Select Board, Kezer lambasted over tax bills, property reassessments

Tempers flared near the end of the State of the Town address Wednesday night as residents angrily interrogated the Select Board and Town Administrator Thatcher Kezer about recent spikes in property tax assessments they called exorbitant and unjustified. 

Marblehead residents hit the Select Board and Town Administrator Thatcher Kezer with a barrage of questions about property assesments and tax bills. COURTESY PHOTO / ROBERT PECK

The back and forth came after Kezer delivered a presentation spotlighting a slate of fiscal  initiatives and the town’s broader financial picture. But a public comment period exposed mounting taxpayer distrust and resentment over increased tax bills.

Local residents, like James Full, are angry that some assessments vastly exceed home values and set dangerous precedents.

“I need someone from the town to just fess up and say, ‘Wow, we screwed the pooch on that,’” Full said, demanding an explanation as to why tax assessments on near-identical homes in the same neighborhood could diverge so wildly.  “I know there are taxpayers in town that would like to hear the answer to that.”

Kezer walked through what he described as “the macro process” dictating property taxes — last year’s levy plus 2.5% annual growth allowed under Proposition 21⁄2. But he conceded that the assessor’s individual appraisal of each property and sales driving up values in select neighborhoods led to disproportionate hikes.

“For every one of those people that saw that, because there’s a 16% average (increase), there are a whole bunch of other people whose values didn’t go up or went down,” Kezer said. “Obviously the ones we hear from are the ones where their values went up.”  

That failed to satisfy Full, who accused officials of making excuses and deflecting accountability rather than owning the crisis facing residents.

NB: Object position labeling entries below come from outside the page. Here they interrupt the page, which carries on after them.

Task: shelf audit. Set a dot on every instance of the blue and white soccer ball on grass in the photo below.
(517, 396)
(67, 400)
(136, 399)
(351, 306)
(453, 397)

“So Thatcher, you honestly believe that the Assessor’s Office is using whatever market analysis system to generate these tax dollars?” he said. “You honestly think it’s fair for someone’s property taxes to go up $4,000 a year?”

Select Board member Moses Grader stressed the Assessor’s Office — overseen by an elected three-member body separate of the Select Board  — functions as “statutorily separate” from other municipal departments. The Select Board lacks “visibility into it,” he noted, but said ultimate accountability lies with voters who elect the Board of Assessors.

Tensions escalated further when resident John DiPiano lambasted the Select Board for its “consistent lack of transparency” and failure to adequately prepare for taxpayer frustrations.

Select Board Chair Erin Noonan reiterated assessing individual properties falls outside the Board’s purview but said it shared broader worries about the assessment process and outcome.

That did little to placate residents. Resident Alastar Connor challenged local officials over who bears ultimate responsibility for addressing citizen complaints.

Connor asked, “Who is accountable to the people of the town?” She argued that even if oversight bodies like the Assessor’s Office fall outside direct supervision by the Select Board, residents still look to Select Board members and Kezer as leaders obligated to tackle problems causing community upheaval.

Assessor Karen Bertolino did not return requests for comment earlier this week.

“I would say the ultimate accountability for the people of the town would lay with the Board of Selectmen and the town administrator,” Connor said. “So that’s why I’m wondering — where’s the accountability of each independent board?”

If other departments or boards fail to adequately respond to resident concerns, Connor said accountability “defaults” back to executive figures like the Select Board.

“This situation exposes gaps in accountability and transparency that should force us to reexamine flaws in the current system,” Select Board member Bret Murray said. “As we explore a possible charter change, we need to strongly consider reconstituting how the Assessor’s Office operates.”